Я сердито уставился на все эти мигающие огоньки, задаваясь вопросом, как можно втиснуть то, на что способно оборудование Перл, в другую музыку и при этом не задавить ее.
— Плюс это на самом деле не песня, — добавила она. — Больше похоже на гитарное соло, не ведущее никуда.
— Ничего себе… — прошептал я. — Похоже на что?
— На гитарное соло, не ведущее никуда, — повторил Захлер, кивая головой.
Я уставился на него.
— Я имею в виду, вы же хотите делать песни, — продолжала Перл. — Со стихами, припевом и всем таким прочим? Вам не кажется, что большой рифф можно использовать как Б-секцию?
— Глупая идея, — сказал Захлер и почесал голову. — Что еще за Б-секция?
4
«New Order»[13]
ЗАХЛЕРНовая девушка оказалась сильна. Типа, хот.[14]
Для нее разобрать мелодию на части — пара пустяков. Не то что Мос, который всегда ходит вокруг да около, так что и не понять. Перл могла просто напеть, что она имеет в виду, пальцами рисуя маленькие узоры, словно одновременно видела в воздухе ноты. Я внимательно следил за ней. Хотелось бы и мне уметь так.
Она была из тех девушек, которые в очках выглядят лучше — умной и все такое прочее.
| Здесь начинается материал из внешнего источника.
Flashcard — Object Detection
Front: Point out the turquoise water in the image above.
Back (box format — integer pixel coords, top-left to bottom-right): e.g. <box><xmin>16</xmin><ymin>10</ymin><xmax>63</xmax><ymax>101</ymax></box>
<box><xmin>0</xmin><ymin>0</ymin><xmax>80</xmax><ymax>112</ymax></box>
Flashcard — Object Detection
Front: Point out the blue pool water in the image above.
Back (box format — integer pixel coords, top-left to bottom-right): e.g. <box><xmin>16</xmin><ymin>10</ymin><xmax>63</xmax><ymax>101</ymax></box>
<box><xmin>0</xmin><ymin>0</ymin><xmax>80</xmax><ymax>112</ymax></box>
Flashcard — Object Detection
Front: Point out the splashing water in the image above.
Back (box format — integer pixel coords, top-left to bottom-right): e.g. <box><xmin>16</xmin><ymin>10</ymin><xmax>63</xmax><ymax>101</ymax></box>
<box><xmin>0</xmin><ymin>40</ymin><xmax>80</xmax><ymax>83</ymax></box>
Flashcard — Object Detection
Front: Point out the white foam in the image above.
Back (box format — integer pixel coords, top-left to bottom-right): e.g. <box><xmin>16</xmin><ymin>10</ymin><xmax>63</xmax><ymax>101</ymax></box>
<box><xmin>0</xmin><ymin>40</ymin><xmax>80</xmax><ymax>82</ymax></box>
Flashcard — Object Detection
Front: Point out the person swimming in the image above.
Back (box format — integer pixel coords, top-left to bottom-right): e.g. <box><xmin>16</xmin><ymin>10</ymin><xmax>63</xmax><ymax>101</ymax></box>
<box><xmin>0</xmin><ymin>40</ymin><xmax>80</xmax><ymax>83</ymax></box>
То, как она разобрала большой рифф, было фудивительно. Как я и предполагал, моей части она не коснулась. Моя часть — основа, фундамент риффа. Но Мос играл как бы наобум, впихивал в свою часть все подряд, типа, как она говорила о пицце. Вы знаете, как в школах ставят стойку с мороженым, где каждый сам себе делает мороженое? Я всегда накладывал сверху столько десерта, что мороженого не было видно, и в результате становилось, типа, противно. Дайте Мосу достаточно места, чтобы было где развернуться, и его игра станет один к одному мое мороженое.
Не поймите меня неправильно. Москит гений, в смысле, играет лучше меня, и в его зигзагах в большом риффе есть просто очень глупые места. Однако понадобилась Перл, чтобы выделить его лучшие нити и сплести их так, чтобы они обрели смысл.
Она объяснила, что Б-секция — это совершенно особая часть песни, типа, когда происходит переход на другой рифф, или темп снижается, или меняется тональность. Мы с Мосом мало уделяли внимания таким вещам, потому что я счастлив целый день играть одни и те же четыре аккорда, а он счастлив виться вокруг них.
Однако, если задуматься, у большинства песен есть Б-секция, а мы, типа, не замечали, что у наших почти никогда ее нет. Поэтому мораль этой истории такова: не стоит на протяжении шести лет играть в группе, состоящей всего из двух человек. Типа, от этого теряешь перспективу.